Dans une interview enregistrée la semaine dernière mais diffusée mercredi sur NASA Television, M. Vande Hei a évoqué indirectement la guerre en Ukraine.

C’est une période très difficile pour les relations internationales, a déclaré M. Vande Hei. Mon espoir est que, dans notre tentative de poursuivre et de trouver la paix dans le monde, ce type de relations que nous avons puisse être maintenu et servir de voie à suivre.

Avril sera un mois chargé d’allées et venues à la station spatiale. Dès le 6 avril, la société privée Axiom Space de Houston conduira trois touristes spatiaux au laboratoire orbital.
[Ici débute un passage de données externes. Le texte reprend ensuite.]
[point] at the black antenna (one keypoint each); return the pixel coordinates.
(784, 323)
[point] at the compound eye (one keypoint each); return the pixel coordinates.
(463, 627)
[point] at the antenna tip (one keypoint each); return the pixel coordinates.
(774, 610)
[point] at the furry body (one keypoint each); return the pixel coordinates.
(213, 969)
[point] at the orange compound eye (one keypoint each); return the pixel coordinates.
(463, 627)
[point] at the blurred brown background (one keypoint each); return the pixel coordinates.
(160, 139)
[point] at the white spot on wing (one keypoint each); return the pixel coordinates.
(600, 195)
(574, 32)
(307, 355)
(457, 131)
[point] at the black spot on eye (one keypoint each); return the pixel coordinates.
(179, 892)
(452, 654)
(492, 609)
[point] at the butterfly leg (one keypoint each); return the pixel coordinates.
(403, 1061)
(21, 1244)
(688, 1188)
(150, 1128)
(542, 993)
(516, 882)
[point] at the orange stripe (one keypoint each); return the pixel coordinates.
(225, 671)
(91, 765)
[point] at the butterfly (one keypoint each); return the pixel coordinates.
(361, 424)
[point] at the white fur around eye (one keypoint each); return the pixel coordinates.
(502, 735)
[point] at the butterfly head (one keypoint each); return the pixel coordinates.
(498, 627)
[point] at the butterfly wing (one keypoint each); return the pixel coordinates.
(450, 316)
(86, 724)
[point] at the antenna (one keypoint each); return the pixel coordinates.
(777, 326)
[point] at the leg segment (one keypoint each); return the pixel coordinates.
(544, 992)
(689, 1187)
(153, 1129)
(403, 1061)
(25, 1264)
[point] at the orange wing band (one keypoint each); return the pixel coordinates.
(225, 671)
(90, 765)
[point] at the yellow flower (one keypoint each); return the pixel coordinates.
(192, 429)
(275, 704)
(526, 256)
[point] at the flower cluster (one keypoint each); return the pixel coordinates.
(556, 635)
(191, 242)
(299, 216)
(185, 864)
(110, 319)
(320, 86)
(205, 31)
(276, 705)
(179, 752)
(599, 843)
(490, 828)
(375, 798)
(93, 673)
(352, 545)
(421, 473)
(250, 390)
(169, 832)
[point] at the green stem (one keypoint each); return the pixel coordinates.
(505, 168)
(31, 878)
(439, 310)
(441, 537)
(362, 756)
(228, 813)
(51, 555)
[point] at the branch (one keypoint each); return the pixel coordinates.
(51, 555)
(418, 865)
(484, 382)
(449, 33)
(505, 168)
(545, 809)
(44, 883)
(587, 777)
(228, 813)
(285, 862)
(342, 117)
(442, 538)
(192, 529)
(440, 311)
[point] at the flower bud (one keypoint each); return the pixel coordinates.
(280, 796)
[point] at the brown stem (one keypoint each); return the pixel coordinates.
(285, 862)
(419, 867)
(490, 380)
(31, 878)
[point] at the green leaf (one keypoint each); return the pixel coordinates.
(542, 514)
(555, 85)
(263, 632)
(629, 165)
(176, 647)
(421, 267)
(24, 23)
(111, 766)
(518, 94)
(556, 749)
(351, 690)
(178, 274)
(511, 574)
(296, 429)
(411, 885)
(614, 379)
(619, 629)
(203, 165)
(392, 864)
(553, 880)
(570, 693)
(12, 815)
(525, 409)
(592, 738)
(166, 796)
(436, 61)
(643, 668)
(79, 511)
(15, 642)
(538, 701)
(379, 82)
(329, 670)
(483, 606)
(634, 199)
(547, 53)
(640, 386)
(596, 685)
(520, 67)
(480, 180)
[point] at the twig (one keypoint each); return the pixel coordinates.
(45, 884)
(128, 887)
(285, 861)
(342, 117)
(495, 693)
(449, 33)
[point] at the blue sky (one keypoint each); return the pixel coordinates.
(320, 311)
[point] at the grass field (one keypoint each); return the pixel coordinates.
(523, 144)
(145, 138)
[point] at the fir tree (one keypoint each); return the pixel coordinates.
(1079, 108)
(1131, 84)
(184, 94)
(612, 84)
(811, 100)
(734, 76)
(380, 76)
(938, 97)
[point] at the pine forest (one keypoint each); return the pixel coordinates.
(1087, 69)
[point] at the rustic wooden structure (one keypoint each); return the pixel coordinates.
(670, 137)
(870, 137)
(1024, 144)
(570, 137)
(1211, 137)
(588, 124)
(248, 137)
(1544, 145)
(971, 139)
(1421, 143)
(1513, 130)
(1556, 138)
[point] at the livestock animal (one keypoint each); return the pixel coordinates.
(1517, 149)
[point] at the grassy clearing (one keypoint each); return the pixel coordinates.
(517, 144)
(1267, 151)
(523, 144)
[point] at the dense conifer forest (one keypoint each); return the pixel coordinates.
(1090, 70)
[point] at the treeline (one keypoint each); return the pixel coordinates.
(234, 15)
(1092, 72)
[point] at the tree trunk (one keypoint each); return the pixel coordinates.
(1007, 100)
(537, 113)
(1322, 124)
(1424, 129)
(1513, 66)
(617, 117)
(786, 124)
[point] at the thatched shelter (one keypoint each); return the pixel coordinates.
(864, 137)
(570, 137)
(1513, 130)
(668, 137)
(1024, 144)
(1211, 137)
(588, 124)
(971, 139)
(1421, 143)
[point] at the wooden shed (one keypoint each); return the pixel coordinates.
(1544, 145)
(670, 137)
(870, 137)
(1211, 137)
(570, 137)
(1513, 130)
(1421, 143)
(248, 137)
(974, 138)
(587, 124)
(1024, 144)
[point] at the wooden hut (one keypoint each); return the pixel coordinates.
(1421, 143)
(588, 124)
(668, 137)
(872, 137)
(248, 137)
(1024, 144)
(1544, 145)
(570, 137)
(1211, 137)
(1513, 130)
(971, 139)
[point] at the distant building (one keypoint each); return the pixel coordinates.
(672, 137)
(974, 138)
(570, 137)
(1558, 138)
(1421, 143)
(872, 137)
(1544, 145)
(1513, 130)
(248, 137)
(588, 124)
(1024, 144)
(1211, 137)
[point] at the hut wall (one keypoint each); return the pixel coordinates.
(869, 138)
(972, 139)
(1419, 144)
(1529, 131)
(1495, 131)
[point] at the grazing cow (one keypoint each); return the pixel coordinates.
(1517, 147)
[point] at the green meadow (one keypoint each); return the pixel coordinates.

Ils ont payé 55 millions de dollars chacun pour l’expérience.

Plus tard en avril, un autre équipage de quatre astronautes, trois de la NASA, un d’Italie, doit se lancer sur la fusée SpaceXs Falcon 9 vers la station spatiale.

L’avenir à plus long terme de la Station spatiale internationale reste incertain. L’accord actuel entre les pays partenaires s’étend jusqu’en 2024. La NASA souhaite prolonger les opérations jusqu’en 2030, car elle tente de soutenir les entreprises qui souhaitent lancer de futurs avant-postes commerciaux en orbite. La Russie n’a pas accepté la prolongation, suggérant qu’elle pourrait plutôt vouloir partir seule. Il peut également chercher à collaborer avec la Chine dans l’espace.

Cependant, on ne sait pas ce que Roscosmos peut faire avec un financement limité qui se resserrera à mesure qu’il coupe les contrats avec les pays étrangers.

La Russie n’apporte plus non plus d’argent en faisant voler des astronautes de la NASA en orbite. Pendant près d’une décennie après le retrait de la navette spatiale, le Soyouz russe était le seul moyen pour les Américains de se rendre à la station spatiale et d’en revenir. La NASA utilise désormais la capsule SpaceXs Crew Dragon, et un deuxième vaisseau spatial de Boeing, Starliner, pourrait commencer à faire voler des astronautes à la fin de cette année.

La NASA aimerait toujours faire voler certains de ses astronautes sur le Soyouz, mais au lieu de payer les vols, elle veut échanger des sièges sur le vaisseau spatial américain contre des astronautes russes. Alors que les astronautes russes s’entraînent toujours à Houston, la NASA et Roscosmos n’ont pas encore conclu d’accord pour un tel échange de sièges. Et les négociations ont été ralenties par d’autres différends américano-russes, notamment les conséquences d’un test d’arme antisatellite russe en novembre.

M. Vande Hei et ses coéquipiers russes ne s’adapteront pas seulement à la géopolitique changeante du monde. Cela peut prendre un peu de temps pour s’habituer à nouveau à la gravité.

Vous êtes nauséeux, a déclaré M. Kelly, se rappelant de son propre rétablissement après près d’un an de flottement. Tu es étourdi, tu es fatigué. Vous avez mal.

M. Kelly a déclaré que les effets les plus frappants concernaient son système cardiovasculaire, avec une accumulation de sang et de liquide dans le bas de ses jambes.

Je ne peux pas parler pour tout le monde, mais c’était la chose la plus troublante qu’il ait dite. Debout et simplement voir physiquement vos chevilles devenir deux fois plus grosses.